On record, Platten's repertoire – most evident in 2011's Be Here – is a straightforward amalgam of feisty female singers (in the first two songs alone, she borrows the trademark sound of Taylor Swift, Katy Perry, Regina Spektor and Marina and the Diamonds). However, Fight Song shows that she is capable of finding her own voice, particularly with emotive refrains such as, "I don't really care if nobody else believes / 'Cause I've still got a lot of fight left in me".

"I don't think the labels who turned me away before were wrong," she says. "I don't think I was good enough, and the songs wouldn't have worked as well. I needed to have all the experiences I had in order to have a song like Fight Song to communicate with the world."

Fairy-tale marriage

The global success seems to have come at a fortuitous time for Platten. Four years ago she married New York lawyer Kevin Lazan, and they are still in wedded bliss. With the fairy-tale marriage, the Sony deal, the No 1 and a forthcoming world tour (Ireland is on the cards, she promises), it is certainly a tidy third act.

“It feels very exciting, exhausting, thrilling, scary, overwhelming,” she says, picking each adjective carefully. “All those words.”
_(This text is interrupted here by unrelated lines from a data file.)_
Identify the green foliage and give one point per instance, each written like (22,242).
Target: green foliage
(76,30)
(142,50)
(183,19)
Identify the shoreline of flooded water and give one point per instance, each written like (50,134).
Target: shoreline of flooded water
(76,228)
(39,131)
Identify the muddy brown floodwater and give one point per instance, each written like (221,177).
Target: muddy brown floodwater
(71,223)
Yet if this picture – wife, pop star 10 years in the making – sounds at odds with the bright young things in the charts today, age might be a factor. At 34 she could be called a late bloomer, especially for the pop world, where 22 is retirement age (at least according to One Direction).

“I actually find that my age has been an advantage, because I know who I am and I’m very grounded,” she says. “I’ve experienced a lot and I’m not in danger of fame messing me up or confusing me. Before, when I got close to being signed and it didn’t work out, it broke my heart. But I just kept on playing any and every gig I could, and I got involved with a charity, Musicians on Call, where we play to hospital patients, and that’s so rewarding I know it’s just my ego if I need to be higher up than I am right now.
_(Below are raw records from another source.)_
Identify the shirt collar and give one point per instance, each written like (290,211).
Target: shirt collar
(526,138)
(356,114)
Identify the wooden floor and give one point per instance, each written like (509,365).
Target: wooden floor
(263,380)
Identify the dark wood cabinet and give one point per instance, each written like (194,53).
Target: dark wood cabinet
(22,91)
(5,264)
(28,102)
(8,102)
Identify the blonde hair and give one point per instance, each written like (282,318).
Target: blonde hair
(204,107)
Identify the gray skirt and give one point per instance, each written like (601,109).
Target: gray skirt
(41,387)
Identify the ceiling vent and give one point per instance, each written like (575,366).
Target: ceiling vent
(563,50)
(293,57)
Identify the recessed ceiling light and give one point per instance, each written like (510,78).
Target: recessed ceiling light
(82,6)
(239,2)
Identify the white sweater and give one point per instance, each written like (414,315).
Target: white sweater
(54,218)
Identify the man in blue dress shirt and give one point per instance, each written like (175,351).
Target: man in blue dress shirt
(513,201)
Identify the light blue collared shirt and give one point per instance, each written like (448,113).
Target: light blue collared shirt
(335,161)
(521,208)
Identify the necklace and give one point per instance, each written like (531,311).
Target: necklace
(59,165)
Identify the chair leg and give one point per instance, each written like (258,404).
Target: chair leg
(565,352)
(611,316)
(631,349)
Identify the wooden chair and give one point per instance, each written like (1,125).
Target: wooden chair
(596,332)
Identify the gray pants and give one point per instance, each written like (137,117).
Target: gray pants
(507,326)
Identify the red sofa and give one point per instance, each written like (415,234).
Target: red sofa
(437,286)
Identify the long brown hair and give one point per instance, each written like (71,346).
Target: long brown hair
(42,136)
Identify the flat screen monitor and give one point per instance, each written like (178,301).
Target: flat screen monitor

“But it’s funny. Years ago – because you have to decide on these things early – one of my managers asked me if I wanted to lie about my age. He suggested saying I was five years younger. A lot of actresses and artists don’t tell their age, or they hide it or fudge it. It happens all the time in Hollywood. But I said absolutely not.

“I wanted every bit of me to be honest and raw, because the message I’m imparting is to believe in yourself. How messed up would that be if I was saying to believe in yourself, and you can be anything, but also lie about your age? F*** that.

“I also wanted women to know that it’s not too late to make anything happen. There are no rules you can’t break. There’s no ceiling you can’t smash through.”

The Swift squad

You can see why she is a natural member of the Taylor Swift squad (yes, they’ve become friends: “I’ve been to her house. We text. She’s awesome”), and how she slots nicely into today’s landscape.

“There are a lot of empowered female artists, and it’s so cool. It’s not about girl catfights any more – it’s about supporting each other.”

Of course, it is much easier to be a one-hit wonder than to sustain a career, and Platten's challenge now is to make sure her first album with Columbia, Wildfire, capitalises on her exposure. It wasn't the most helpful of moves to release it on January 1st, during music's graveyard shift.

Still, it has fared better in the US – debuting at No 2 on iTunes and No 5 on the Billboard charts – than its soft release allowed in Europe. She remains philosophical, perhaps more appreciative of her current position having pursued it for so long.

“I feel like if everything else went away at this point, I’ve made an impact on the world with a song that has helped people, and I feel incredibly grateful for that. But I don’t feel in danger of missing this opportunity. I just feel very determined. I’ve kicked the door open and there’s no way I’m going to let it shut now.”